The decision was a stark assertion of American judicial power beyond its borders. It mattered because it provided a legal green light for what became known as "extraordinary rendition." If a treaty partner was unwilling or slow to extradite, the U.S. government could, in the Court's view, simply arrange a private kidnapping. The ruling treated national sovereignty as a matter of contractual loopholes, not principle.
A persistent misunderstanding is that the Court approved of the kidnapping. It did not. It merely held that the method of securing a defendant's presence did not prohibit his prosecution. The majority opinion was coldly procedural. The furious dissent by Justice John Paul Stevens argued the majority had rendered the treaty "a dead letter," reducing international agreements to absurdities.
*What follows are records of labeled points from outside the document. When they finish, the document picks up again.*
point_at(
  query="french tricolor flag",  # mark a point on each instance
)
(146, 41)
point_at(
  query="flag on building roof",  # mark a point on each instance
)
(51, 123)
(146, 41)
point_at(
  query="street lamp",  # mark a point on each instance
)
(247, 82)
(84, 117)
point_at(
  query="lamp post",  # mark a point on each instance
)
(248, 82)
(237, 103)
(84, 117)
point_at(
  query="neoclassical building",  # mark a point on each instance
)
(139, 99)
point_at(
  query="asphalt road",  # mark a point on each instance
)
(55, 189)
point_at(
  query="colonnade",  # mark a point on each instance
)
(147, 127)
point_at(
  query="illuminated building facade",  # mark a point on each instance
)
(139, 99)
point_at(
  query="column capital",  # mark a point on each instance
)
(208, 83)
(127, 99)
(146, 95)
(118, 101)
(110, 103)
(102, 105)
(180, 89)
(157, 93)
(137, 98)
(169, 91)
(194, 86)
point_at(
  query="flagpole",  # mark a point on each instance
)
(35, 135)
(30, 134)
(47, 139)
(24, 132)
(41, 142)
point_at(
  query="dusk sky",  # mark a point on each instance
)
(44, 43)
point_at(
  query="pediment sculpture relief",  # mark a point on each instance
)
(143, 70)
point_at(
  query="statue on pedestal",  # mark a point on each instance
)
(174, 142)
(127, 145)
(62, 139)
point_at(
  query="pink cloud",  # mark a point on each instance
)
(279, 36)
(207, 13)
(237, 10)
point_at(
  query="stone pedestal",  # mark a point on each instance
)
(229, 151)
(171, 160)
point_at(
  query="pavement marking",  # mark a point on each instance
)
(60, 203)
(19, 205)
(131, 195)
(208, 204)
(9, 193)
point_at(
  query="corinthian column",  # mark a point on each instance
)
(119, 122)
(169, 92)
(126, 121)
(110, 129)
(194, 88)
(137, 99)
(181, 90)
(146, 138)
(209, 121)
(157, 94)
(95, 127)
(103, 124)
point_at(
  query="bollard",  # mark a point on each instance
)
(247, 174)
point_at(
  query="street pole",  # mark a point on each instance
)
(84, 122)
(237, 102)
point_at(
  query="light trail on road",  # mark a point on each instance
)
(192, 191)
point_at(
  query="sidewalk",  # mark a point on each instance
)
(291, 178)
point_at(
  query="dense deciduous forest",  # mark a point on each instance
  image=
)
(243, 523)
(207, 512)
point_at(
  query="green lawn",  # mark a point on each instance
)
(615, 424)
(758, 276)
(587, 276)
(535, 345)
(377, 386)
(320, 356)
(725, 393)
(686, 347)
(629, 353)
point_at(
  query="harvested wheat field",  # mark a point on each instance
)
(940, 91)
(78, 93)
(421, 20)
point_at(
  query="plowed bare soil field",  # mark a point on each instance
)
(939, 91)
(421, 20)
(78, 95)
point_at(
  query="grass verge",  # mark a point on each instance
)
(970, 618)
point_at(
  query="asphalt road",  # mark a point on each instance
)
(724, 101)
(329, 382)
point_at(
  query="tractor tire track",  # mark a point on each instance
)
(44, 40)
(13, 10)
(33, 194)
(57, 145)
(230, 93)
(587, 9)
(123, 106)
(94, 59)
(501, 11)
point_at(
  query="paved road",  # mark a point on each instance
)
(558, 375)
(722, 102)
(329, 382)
The immediate impact was diplomatic fury. Mexico and several other nations filed formal complaints. The legal impact was more enduring: it established a precedent for circumventing extradition law through creative, state-sponsored abduction. Álvarez-Machain himself was ultimately acquitted at trial due to lack of evidence. The U.S. government's pyrrhic legal victory cost millions in diplomatic capital and cemented a reputation for unilateral enforcement that long outlasted the specific case.